Unfortunately, this “trust” factor — or the lack of it — may well apply to “friends” and allies in Asia. Indeed many are now skeptical of the Trump administration’s commitment to Asia, especially after his withdrawal from the U.S.-proposed Trans-Pacific Partnership trade pact. In October, Singapore’s Prime Minister Lee Hsien Loong said in reference to the U.S. withdrawal from the TPP, “Now you say ‘I will walk away, that I do not believe in this deal’. How can anyone believe in you anymore?” Indeed, Trump’s “America First” mantra is beginning to sound to friends and allies more like “you are on your own.”

In a potentially dangerous strategic misperception, it seems that the Trump administration thinks that its “friends” and allies will back it in a conflict with China. But as prominent analyst retired Adm. Michael McDevitt has written, “Any U.S. policymaker who builds a strategy around the assumption that our friends and allies will be with us in a shooting war with China is a fool.”

To top it off, U.S. policy in the South China Sea has not changed much, if at all. Freedom of navigation operations will continue and probably become more aggressive and in China’s eyes, more provocative. Indeed, Mattis reportedly told Japanese officials that “the U.S. would take a more aggressive stance in defending the freedom of navigation” regarding China’s claimed and occupied features and their territorial seas in the South China Sea. Overall the U.S. Navy’s presence in the region is likely to continue to be enhanced.

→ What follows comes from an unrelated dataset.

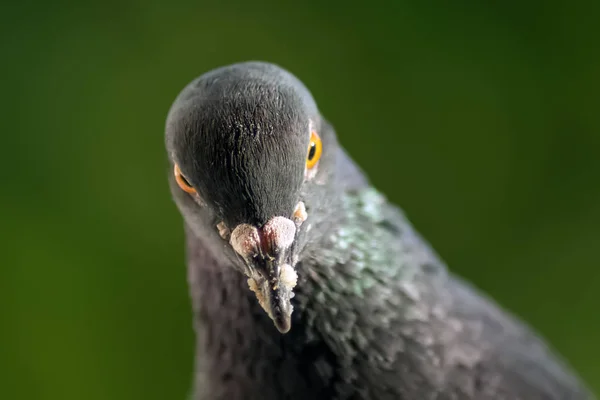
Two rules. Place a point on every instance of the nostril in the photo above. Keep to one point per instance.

Further, China may for domestic reasons and in reaction to what it perceives as U.S. bullying or a threat to its national interest or security, cross Trumpian “red lines” like building on Scarborough Shoal, declaring an air defense identification zone over the Spratlys or deploying offensive weapons on its occupied features. And there could be spillover to the South China Sea from clashes in the even more volatile East China Sea.

So a word to the wise for the shoot-from-the-lip analysts of U.S.-China relations and the South China Sea: There are still many hurdles to be overcome before we can discern the trajectory of the U.S.-China relationship going forward. There are many things that could go wrong.

Given Trump’s predilection for making policy by the “seat of his pants,” we are likely to be in for more twists and turns — and even about-faces in U.S.-China relations. It is simply too early to tell how this is all going to work out — particularly regarding the contest for military dominance in the South China Sea.

Mark J. Valencia is an adjunct visiting senior scholar at the National Institute for South China Sea Studies in Haikou, China. This article appeared in the IPP Review.